The sound of shattering glass came next. The thud of some heavy object being thrown. The crack of flesh on flesh.
Quilla threw open the door and stopped at the sight in front of her. His table had been overturned. Beakers and vials on the floor. Books and paper scattered everywhere, with a pot of ink spilled in a spreading puddle on the desk. Saradin stood in the midst of the destruction, hand upraised.
Quilla watched as Saradin slapped Gabriel’s face hard enough to turn his head. The sound of it hurt Quilla’s ears. The sight of it hurt her heart.
“Don’t you dare judge me!” Saradin screamed. “Don’t you dare! Not when you have your own whore to serve you night and day, your dripping-cunt slut to warm your bed!”
She used the back of her hand this time, sending him staggering one step in the opposite direction. “The whore you parade around in front of our guests to humiliate me! The whore who eats and drinks and shits and fucks in my house! My house! My. House!” She punctuated the last words with two more slaps that looked hard enough to break her fingers.
She had raised her hand again to strike him when his hand came up and caught hers. His fingers closed down over hers, forcing them to curl into a ball. Saradin made a pained yelp and tried to get away, but Gabriel held her fast.

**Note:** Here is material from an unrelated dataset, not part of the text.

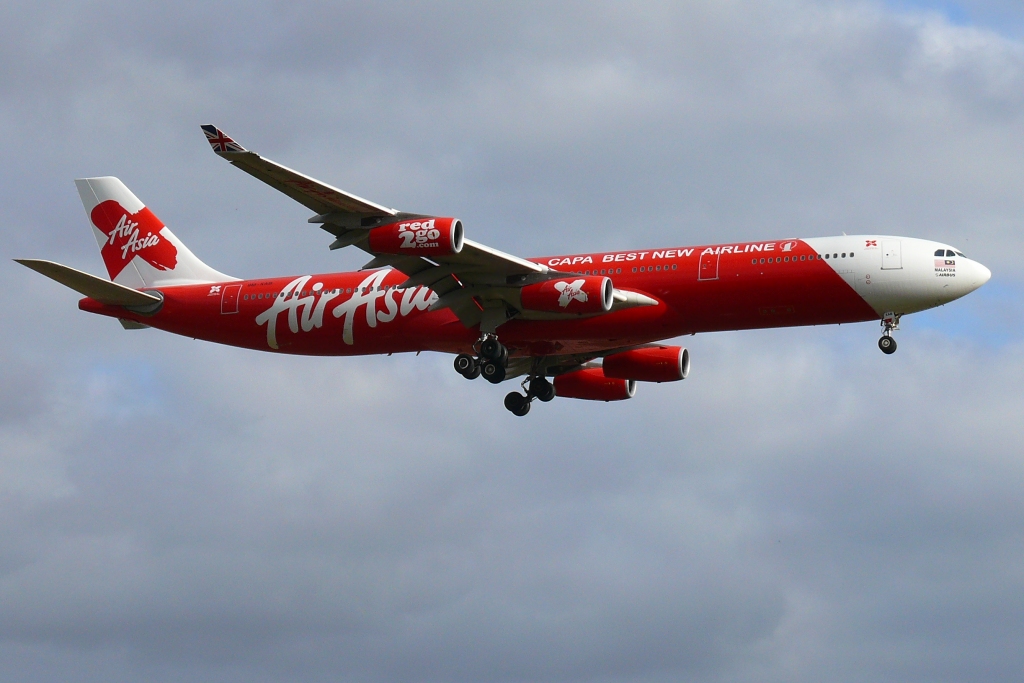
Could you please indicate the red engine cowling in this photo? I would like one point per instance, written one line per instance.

“She is not my whore,” Gabriel said in a voice so thick with contempt and loathing it made Saradin recoil as though he’d been the one to slap her. “She is my solace and my comfort, two things you, my lady wife, have never been.”
Saradin’s scream rose from her throat like smoke into the sky. “You bastard! You cock-sucking son of a whore! How dare you! I am your wife! I am the mistress of this house!”
“And you are a whore who was fucking a man not her husband while our son nearly died, Saradin!” Gabriel’s voice shook. “Dane could have been dead an hour gone and you’d not have known it because you were so busy putting Boone Somerholde’s cock down the back of your throat!”
She slapped him with her other hand, and he grabbed that one, too, yanking both her hands down between them to hold her still.
“You are the whore, lady,” Gabriel said, his voice colder than the ice on the pond. “You are unfit to be a mother, unfit to be a wife. You should go to your lover, if that’s what you please, and leave me and my son without the benefit of your poison presence in our lives.”